According to Google and the Oxford Language Dictionary. In MD they attribute to disease to insulin resistance. Insulin is a hormaone created by beta cells in the pancreas whose job is to escort glucose that has been released by the kidney to the cells in your body that use the glucose for energy. I like to think of it like this: The insulin is like the key that opens the door to the mailbox and in normal circumstances the insulin places the mail in the mailbox as it were. When the body is insulin resistant the keys to the door no longer work so the mailman's bag (the bloodstream?) gets filled with more and more mail that can't be delivered. That back up of mail begins to cause problems for the whole postal system. We saw what happened to deliveries and store shelves when the system backed up somewhere during the COVID-19 Pandemic. Same thing with the human body and insulin resistance. The build up of glucose in the blood system creates problems for the body including brain fog, joint issues, circulation issues, and damage to the eyes. Untreated it can cause fainting, dizziness, hallucinations, heart attacks and strokes.

Having a really basic understanding of diabetes, aka insulin resitance and its effects, let's consider the different types of Diabetes. For me, I knew of Type 1, Type 2 and a vague idea that gestational diabetes existed. I had generally learned that type one was genetics, and type 2 was lifestyle. Gestational is certainly for very specific people, solely those that can have babies in their bellies. Doesn't apply to me :-). For those with Gestational Diabetes your blood sugar will return to normal after child birth. However, you will need to be attentice because according to the Mayo Clinic:

...if you've had gestational diabetes, you have a higher risk of getting type 2 diabetes.

What I also learned is that Type 1 and Type 1.5 are not really genetics, which I had thought.

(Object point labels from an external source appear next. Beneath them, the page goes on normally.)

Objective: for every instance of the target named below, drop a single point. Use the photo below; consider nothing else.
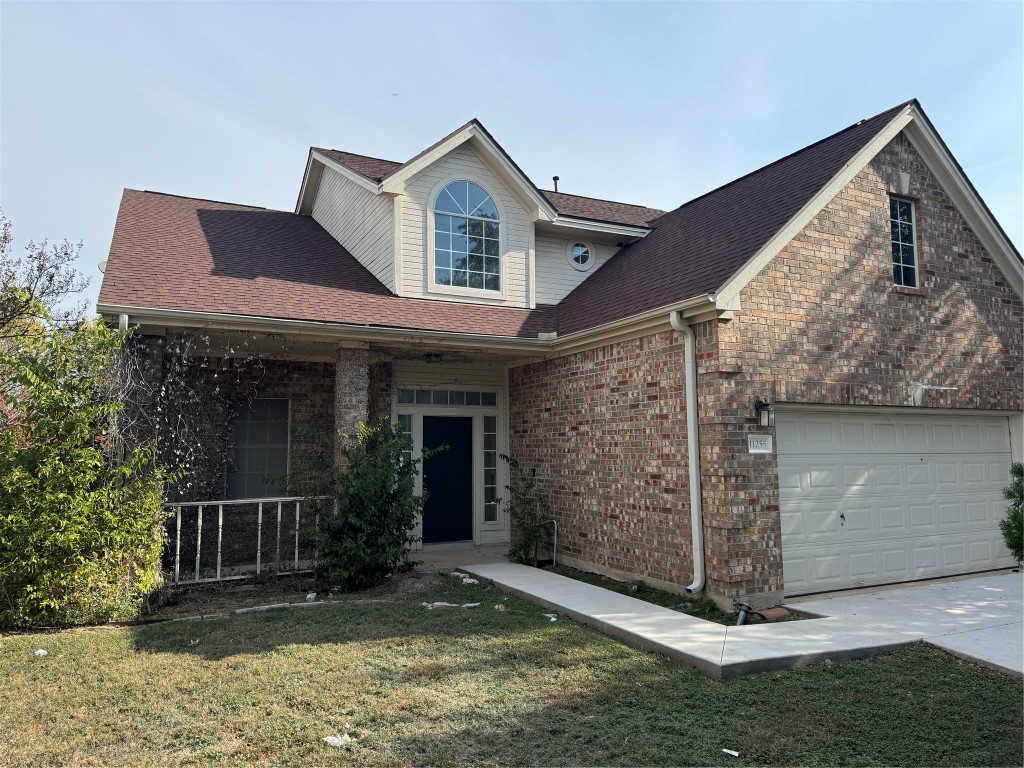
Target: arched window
(466, 238)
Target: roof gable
(386, 175)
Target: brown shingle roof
(374, 169)
(696, 248)
(188, 254)
(198, 255)
(602, 210)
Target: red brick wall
(825, 323)
(822, 324)
(605, 430)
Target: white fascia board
(694, 309)
(348, 173)
(304, 203)
(395, 183)
(729, 292)
(970, 206)
(314, 331)
(602, 227)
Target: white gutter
(692, 449)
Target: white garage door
(885, 496)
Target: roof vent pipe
(692, 449)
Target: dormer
(462, 222)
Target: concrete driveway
(978, 617)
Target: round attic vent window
(581, 256)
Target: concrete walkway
(979, 617)
(717, 650)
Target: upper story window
(259, 456)
(903, 242)
(466, 238)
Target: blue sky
(643, 102)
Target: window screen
(259, 449)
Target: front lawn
(470, 686)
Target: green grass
(699, 607)
(470, 686)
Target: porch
(266, 404)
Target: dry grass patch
(470, 686)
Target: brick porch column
(351, 389)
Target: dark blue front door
(448, 515)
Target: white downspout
(692, 449)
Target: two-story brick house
(859, 287)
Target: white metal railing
(276, 507)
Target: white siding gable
(555, 275)
(361, 221)
(416, 246)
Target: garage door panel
(878, 498)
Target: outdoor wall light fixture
(765, 415)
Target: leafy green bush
(1013, 524)
(368, 538)
(529, 514)
(80, 516)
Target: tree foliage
(1013, 524)
(368, 538)
(34, 287)
(80, 515)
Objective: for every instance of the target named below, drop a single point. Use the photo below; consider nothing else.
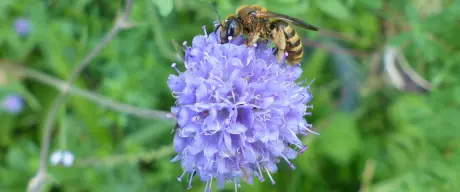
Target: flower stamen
(270, 176)
(180, 177)
(175, 67)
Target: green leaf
(340, 140)
(408, 108)
(412, 13)
(334, 8)
(375, 4)
(165, 7)
(400, 39)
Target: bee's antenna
(215, 10)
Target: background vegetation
(374, 137)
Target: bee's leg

Rather they are an auto-immune disease. An auto-immune disease is a disease where you immune system thinks that a normal part of your body is a threat like a bacteria or virus and it responds accordingly. It begins to attack in this case the beta cells that create insulin in the pancreas. The problem with this is unlike other cells, beta cells don't grow back so if you lose 30% of your beta cells, you will only operate at 70% of the original capacity for the rest of you life. Eventually someone with Type 1 or 1.5 will require insulin and there is no way to stop this. There is a way to slow it down and perhaps reduce the amount of exogenous insulin you require, but insulin will be required.

The difference between Type 1 and Type 1.5 is the speed at which your natural insulin production decreases. In Type 1, from diagnosis it is as short as 6 months or even less. In Type 1.5 the process is slower and can take years or even decades to occur. You can get an anti-body test which MD recommends after several months of their plan if you haven't been able to get your blood sugar under control. At a minimum, knowing that it is 1 or 1.5 will change how you look at the problem and therefore the treatment.

Type 2 may have a "genetic" element in that you may be pre-disposed to it like other inherited traits, but it is clearly a lifestyle caused didsease. The results are exactly the same though, and untreated will cause many other problems and your beta cells will eventually die off and you will require insulin. My Mom had a good friend that had to have is foot amputated - I hadn't known that was a thing with diabetes! The lifestyle that causes diabetes is pretty simple - lack of consistent exercise, a sedentary lifestyle and diet. That standard American diet, also known as SAD because nutritionally that's what it is - sad, is high in processed food exceedingly low in vegetables and fiber in particular. In fact, I read somewhere that most Americans consume french fries as their only vegetable! French Fries are deep fried and loaded with saturated and transfat - which is why a Mickey D's french fry can last on your car floor for YEARS and not change(from personal experience). It doen't grow mold or rot, it stays the same. That stuff is in your body now, think about that. Yuck.

So endeth part 1. Hopefully there will be a part 2 because I'm not done with the book and my diabetic journey is just starting. So there will be more to share, I hope I have the discipline to write it down here.